Ce tout nouveau blogue devait avoir un thème "science et société", et je me demandais depuis beaucoup trop longtemps comment en introduire à la fois le sujet et l'auteure (moi), quand les prix Nobel ont été annoncés.

La seule chose potentiellement intéressante à mon sujet pour un éventuel lecteur est que j'ai déjà été physicienne dans une autre vie. Aussi en guise d'introduction, même si ça n'a à priori aucun rapport avec la société*, parlons du prix Nobel de physique 2011.

Le prix Nobel de physique 2011, donc, a été remis la semaine dernière à Saul Perlmutter, Brian P. Schmidt et Adam G. Riess pour la découverte de l'accélération de l'expansion de l'Univers. Non seulement l'univers s'expand**, mais il le fait de plus en plus vite. Quand cette découverte a été faite, en 1998, on ne s'attendait pas à ça, mais pas du tout. Dans l'univers, il n'y a pas grand choses, mais tout ce qu'on y a trouvé jusqu'à maintenant exerce une force de gravité. Tout a une masse et donc tout attire tout le reste. La Terre attire la Lune qui attire aussi la Terre qui attire le Soleil, qui l'attire en retour... Vous voyez le principe. À grande échelle, rien ne repousse rien. Alors on ne s'attend pas du tout à ce que chaque partie de l'univers semble vouloir se sauver de ses voisines de plus en plus vite.

Ça veut dire quoi? Si on ne veut éviter les excès d'extravagance (et tous les physiciens n'y tiennent pas), on peut s'en tenir à dire qu'il faut au moins faire quelque chose avec les équations d'Einstein, un des piliers de la célèbre théorie de la relativité générale.
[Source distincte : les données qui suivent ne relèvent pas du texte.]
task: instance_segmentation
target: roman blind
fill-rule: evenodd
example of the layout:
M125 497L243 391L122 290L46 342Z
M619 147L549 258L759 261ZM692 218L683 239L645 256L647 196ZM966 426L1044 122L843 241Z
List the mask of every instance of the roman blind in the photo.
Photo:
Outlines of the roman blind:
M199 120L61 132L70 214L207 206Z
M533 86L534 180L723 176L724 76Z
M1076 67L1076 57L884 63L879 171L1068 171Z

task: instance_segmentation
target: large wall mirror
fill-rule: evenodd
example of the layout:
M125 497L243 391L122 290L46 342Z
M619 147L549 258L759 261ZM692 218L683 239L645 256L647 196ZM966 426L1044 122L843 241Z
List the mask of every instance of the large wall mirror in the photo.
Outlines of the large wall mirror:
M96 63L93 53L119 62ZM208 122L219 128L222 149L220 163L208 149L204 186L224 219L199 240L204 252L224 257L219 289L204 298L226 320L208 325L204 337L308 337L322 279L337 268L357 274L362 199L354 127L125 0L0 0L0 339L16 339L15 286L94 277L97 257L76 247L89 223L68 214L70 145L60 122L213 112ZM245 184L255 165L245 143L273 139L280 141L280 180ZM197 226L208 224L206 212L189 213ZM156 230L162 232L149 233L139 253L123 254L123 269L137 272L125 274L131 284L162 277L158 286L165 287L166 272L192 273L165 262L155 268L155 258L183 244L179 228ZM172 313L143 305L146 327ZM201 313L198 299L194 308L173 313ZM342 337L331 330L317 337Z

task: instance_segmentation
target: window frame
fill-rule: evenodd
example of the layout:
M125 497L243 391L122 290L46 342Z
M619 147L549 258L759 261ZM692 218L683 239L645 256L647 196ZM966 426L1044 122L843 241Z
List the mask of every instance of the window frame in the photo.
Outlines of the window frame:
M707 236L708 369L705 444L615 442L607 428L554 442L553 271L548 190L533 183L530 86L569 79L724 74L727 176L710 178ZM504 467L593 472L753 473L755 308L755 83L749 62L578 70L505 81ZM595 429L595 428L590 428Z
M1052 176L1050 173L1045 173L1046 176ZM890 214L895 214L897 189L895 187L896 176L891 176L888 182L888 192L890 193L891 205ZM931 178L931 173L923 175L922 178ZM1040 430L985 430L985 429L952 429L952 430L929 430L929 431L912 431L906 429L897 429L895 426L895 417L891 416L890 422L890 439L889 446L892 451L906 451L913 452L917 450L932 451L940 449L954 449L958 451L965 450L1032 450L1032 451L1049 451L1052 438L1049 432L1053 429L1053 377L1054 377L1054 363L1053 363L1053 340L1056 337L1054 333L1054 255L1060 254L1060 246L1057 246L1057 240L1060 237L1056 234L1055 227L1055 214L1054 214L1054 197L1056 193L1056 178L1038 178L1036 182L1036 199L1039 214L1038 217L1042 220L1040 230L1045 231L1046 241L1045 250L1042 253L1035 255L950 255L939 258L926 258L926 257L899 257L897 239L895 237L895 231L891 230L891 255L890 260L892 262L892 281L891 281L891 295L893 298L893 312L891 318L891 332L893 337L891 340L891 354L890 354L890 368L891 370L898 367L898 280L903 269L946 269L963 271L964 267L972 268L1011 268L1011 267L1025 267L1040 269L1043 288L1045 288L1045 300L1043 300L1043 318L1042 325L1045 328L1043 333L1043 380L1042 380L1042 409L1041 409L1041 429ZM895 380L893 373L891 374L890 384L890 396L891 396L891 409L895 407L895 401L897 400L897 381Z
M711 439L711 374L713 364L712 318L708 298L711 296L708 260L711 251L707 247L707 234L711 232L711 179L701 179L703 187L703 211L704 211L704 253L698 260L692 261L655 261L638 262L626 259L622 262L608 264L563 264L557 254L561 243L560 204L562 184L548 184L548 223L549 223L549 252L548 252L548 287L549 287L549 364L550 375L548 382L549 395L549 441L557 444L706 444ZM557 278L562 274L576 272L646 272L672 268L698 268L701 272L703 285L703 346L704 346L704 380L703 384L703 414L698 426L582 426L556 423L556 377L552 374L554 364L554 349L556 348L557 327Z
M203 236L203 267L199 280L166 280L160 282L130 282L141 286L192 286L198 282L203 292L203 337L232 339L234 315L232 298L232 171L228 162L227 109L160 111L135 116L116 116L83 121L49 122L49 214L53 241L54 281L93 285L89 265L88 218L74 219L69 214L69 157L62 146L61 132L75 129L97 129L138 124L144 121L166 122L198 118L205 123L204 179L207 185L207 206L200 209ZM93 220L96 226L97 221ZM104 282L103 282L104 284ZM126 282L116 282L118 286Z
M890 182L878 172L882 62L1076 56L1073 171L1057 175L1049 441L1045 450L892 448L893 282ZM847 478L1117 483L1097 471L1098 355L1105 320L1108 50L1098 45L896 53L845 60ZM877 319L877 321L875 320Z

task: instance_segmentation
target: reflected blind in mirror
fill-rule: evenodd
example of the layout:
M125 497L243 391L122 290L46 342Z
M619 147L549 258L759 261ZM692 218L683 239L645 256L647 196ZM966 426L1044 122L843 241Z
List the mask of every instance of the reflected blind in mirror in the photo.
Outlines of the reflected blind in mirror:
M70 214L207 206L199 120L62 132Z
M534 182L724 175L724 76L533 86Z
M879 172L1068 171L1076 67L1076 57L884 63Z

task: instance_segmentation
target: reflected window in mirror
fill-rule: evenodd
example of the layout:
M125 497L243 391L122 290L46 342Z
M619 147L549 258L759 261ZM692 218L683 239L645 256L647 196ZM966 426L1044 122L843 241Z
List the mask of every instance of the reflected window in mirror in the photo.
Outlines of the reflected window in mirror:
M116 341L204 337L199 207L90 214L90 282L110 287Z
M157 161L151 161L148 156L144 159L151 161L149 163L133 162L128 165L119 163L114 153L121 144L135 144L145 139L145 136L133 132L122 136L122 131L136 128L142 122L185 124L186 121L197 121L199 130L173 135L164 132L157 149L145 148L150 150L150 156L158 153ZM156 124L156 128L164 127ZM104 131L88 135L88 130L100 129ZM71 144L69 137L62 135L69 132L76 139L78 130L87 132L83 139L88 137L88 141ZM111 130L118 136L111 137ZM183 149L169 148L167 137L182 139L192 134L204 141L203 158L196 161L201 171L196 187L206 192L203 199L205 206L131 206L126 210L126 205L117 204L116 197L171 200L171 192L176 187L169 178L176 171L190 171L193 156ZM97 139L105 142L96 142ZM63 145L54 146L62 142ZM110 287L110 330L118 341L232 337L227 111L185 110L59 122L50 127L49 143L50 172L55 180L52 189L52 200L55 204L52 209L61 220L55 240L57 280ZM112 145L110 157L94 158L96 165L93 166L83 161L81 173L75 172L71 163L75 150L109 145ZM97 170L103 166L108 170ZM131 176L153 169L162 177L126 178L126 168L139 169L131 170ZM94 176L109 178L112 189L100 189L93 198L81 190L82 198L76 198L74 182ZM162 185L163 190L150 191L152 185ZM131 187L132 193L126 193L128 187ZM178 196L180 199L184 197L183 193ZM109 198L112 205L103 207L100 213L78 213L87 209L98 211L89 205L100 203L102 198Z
Ces équations nous disent tout simplement que la forme et l'évolution de l'univers dépend de son contenu: des planètes, des étoiles, de la matière sombre... Mais si on n'y met que ça, les équations nous retournent un univers qui s'expand, mais de plus en plus lentement. Pour obtenir le contraire, il faut rajouter quelque chose dans l'équation (et donc dans l'univers). La solution la plus facile: un chiffre. Comme dans quatorze, ou huit cent vingt-deux. Bien sûr les physiciens n'appellent pas ça "un chiffre", mais une constante cosmologique. Ce chiffre dans l'équation représente, dans la vraie vie, une énergie présente partout dans l'univers, de façon... constante.

Ce truc-là, c'est Einstein lui-même qui l'a trouvé, il y a longtemps. C'était au siècle dernier. Einstein était encore en vie et déjà sérieusement célèb'. Il regardait ses équations (je ne sais pas s'il les appelait lui aussi "les équations d'Einstein"...) et voyait très bien qu'en y mettant le contenu connu, il obtenait un univers en expansion. On n'avait jamais rien observé de tel et Einstein n'y croyait pas du tout. Après, dit-on, moult hésitations, Einstein se dit, "qu'à cela ne tienne! Ce sont mes équations, aussi je fais ce que je veux et je rajoute un chiffre, tiens! Un univers stable, moi je te fais ça d'un coup de crayon, ha!" Quelques années plus tard, Hubble découvrit l'expansion de l'univers, Einstein effaça son "chiffre" et se déclara bien malheureux de son "erreur"...

... qui fait maintenant un retour franchement triomphant! Sa constante cosmologique se retrouve dans tous les livres de cosmologie modernes, grâce, comme on l'a vu, à la découverte de l'accélération de l'expansion de l'univers.

Et vous voyez quand on apprend cette nouvelle..? Même pas deux semaines après ça! On questionne peut-être sans gêne aucune sa vitesse de la lumière, mais cette semaine, le fantôme d'Einstein s'est bien vengé!

* Pourquoi "à priori"? Parce qu'à posteriori (à peu près la semaine prochaine, quand je publierai un prochain billet), vous trouverez peut-être que ça a un certain rapport. **Non, le verbe expandre n'existe pas en français. Mais je dis déjà "expansion" cinq fois dans cette page et si je ne me permets pas un nouveau verbe, je le dirai sept fois. "Expandre", c'est ce que fait l'univers. Comme l'univers ne fait rien d'autre dans la vie, je pense qu'on a affaire à un nouveau verbe pas mal bien défini.